The woman had not provided sufficient documentation to show that she was in danger. She also did not give a good enough cause for her potential persecution. The kicker with applying for asylum or refugee status is that a person not only needs to prove that they need protection, but they also need to show that they are being persecuted for five specific reasons: race, religion, nationality, political opinion, or membership in a particular social group. It’s not good enough that somebody wants to kill you. They have to want to kill you for one of those five reasons.

Asylum denials are often in the range of 90%+ at U.S. Immigration Courts. Who flees their country with documentation proving that somebody is out to get them?
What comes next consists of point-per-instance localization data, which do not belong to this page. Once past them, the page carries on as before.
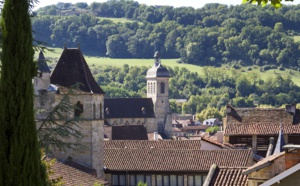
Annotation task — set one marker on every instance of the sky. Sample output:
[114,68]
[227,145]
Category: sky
[175,3]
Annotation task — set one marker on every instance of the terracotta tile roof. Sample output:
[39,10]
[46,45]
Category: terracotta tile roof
[129,132]
[72,68]
[263,163]
[173,160]
[215,142]
[129,108]
[151,136]
[261,121]
[195,127]
[145,144]
[229,176]
[71,176]
[260,129]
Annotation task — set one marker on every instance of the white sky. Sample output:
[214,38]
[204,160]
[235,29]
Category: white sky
[175,3]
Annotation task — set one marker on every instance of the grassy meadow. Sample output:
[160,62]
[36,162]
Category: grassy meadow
[95,61]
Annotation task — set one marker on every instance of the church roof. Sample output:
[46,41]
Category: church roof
[129,132]
[72,68]
[42,64]
[157,70]
[128,108]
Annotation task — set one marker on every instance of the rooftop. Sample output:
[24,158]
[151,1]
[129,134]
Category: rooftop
[128,108]
[71,69]
[173,160]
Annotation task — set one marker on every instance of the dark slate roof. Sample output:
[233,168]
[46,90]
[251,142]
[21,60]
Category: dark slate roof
[157,71]
[42,64]
[128,108]
[129,132]
[229,176]
[173,160]
[72,68]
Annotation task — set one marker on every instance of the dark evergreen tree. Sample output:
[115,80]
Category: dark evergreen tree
[19,150]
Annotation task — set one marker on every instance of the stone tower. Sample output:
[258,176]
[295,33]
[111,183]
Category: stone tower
[158,89]
[42,80]
[88,101]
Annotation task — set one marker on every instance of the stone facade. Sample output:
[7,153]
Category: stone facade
[89,111]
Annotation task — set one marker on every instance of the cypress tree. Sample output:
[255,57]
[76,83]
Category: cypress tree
[20,161]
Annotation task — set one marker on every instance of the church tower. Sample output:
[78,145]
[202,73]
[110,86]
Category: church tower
[42,80]
[158,89]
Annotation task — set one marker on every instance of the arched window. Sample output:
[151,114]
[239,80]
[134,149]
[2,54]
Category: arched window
[78,109]
[162,88]
[100,111]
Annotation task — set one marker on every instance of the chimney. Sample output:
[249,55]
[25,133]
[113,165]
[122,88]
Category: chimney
[107,110]
[291,109]
[155,136]
[229,109]
[292,155]
[271,147]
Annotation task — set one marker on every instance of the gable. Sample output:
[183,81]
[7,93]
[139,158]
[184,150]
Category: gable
[71,69]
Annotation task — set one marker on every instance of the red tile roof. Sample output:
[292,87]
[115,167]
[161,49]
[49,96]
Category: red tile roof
[261,121]
[215,142]
[229,176]
[173,160]
[71,176]
[263,162]
[145,144]
[260,129]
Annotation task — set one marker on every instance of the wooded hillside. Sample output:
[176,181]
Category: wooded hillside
[212,35]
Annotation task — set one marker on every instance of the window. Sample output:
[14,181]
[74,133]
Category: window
[162,88]
[169,180]
[94,111]
[196,180]
[118,180]
[135,179]
[78,109]
[100,111]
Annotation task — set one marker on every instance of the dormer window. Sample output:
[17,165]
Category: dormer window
[78,109]
[107,110]
[162,88]
[143,110]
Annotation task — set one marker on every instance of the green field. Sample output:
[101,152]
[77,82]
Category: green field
[95,61]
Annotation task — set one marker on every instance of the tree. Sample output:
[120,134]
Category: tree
[275,3]
[19,150]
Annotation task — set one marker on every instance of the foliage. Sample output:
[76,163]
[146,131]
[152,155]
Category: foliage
[58,125]
[213,35]
[275,3]
[19,150]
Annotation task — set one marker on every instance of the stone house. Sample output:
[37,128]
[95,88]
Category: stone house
[254,126]
[89,98]
[94,111]
[278,169]
[165,162]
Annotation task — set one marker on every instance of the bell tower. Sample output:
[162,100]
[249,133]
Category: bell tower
[158,89]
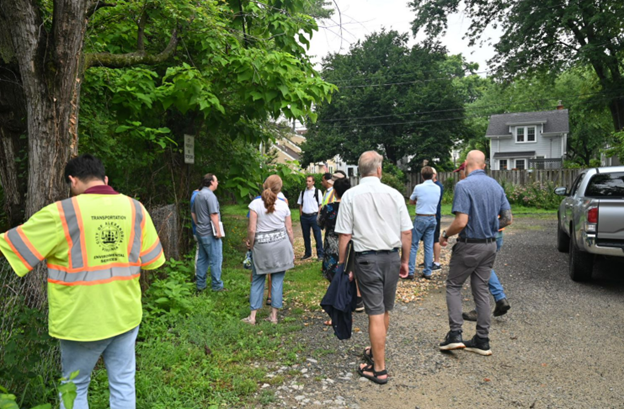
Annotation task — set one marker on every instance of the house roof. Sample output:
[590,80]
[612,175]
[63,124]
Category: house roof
[290,152]
[516,154]
[556,121]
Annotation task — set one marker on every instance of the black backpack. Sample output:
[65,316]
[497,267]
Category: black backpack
[315,196]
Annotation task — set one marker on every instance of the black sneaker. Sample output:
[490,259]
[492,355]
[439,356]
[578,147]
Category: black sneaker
[479,346]
[502,306]
[359,307]
[452,341]
[470,316]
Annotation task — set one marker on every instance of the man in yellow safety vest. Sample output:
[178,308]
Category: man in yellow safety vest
[95,245]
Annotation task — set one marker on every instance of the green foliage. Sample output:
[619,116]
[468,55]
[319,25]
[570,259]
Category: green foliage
[536,194]
[169,295]
[238,65]
[25,367]
[397,98]
[67,392]
[617,146]
[542,36]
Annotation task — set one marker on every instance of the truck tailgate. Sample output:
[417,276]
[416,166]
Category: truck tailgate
[611,219]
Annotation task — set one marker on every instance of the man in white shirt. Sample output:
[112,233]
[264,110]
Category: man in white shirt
[309,202]
[426,197]
[375,217]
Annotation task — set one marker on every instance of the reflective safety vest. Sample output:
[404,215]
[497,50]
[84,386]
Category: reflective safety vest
[95,246]
[330,197]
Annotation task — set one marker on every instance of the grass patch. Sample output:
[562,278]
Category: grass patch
[516,210]
[208,358]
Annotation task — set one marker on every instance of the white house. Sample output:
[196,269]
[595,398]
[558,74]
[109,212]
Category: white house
[527,140]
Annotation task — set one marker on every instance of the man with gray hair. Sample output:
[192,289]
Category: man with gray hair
[375,217]
[477,204]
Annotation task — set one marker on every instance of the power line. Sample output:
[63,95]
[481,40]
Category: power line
[432,120]
[469,108]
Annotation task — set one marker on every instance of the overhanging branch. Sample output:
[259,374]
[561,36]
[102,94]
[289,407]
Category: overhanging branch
[131,59]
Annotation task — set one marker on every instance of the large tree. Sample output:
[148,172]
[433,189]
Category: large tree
[46,46]
[545,36]
[401,100]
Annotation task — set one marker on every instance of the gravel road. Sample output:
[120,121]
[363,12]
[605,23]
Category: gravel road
[560,346]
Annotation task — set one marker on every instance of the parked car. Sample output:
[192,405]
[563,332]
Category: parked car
[591,219]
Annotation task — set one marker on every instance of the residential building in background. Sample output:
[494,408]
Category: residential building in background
[528,140]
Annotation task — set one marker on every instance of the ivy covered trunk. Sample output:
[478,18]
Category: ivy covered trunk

The cartels usually don’t send out signed letters to warn people that they are going to be murdered. I bet that the Taliban don’t do that either. It is often impossible to prove that a person’s life in threatened. Hence, the high denial rate.

The humanitarian parole does not have such a strict standard. However, this Afghan family in Pakistan still needs to show that their lives are at risk. The lawyer that I spoke with on Zoom indicated that the vast majority of humanitarian parole applications are being denied by USCIS. It’s the same story as with the asylum cases. The applicants cannot provide sufficient documentation to convince the U.S. government that they are in danger.

This family has already applied for humanitarian parole. Now they wait for their case to wind its way through the Federal bureaucracy. A lawyer told me today that they might wait a year for a decision, and the decision may very well be “no”.

How is it that the United States could fight a war in Afghanistan for twenty years, and now the Afghans who helped us are left twisting in the wind? There are thousands of people like this family I know. They are suffering. They have no idea what the future will bring. They have little hope.

The only thing that they did wrong was to trust us.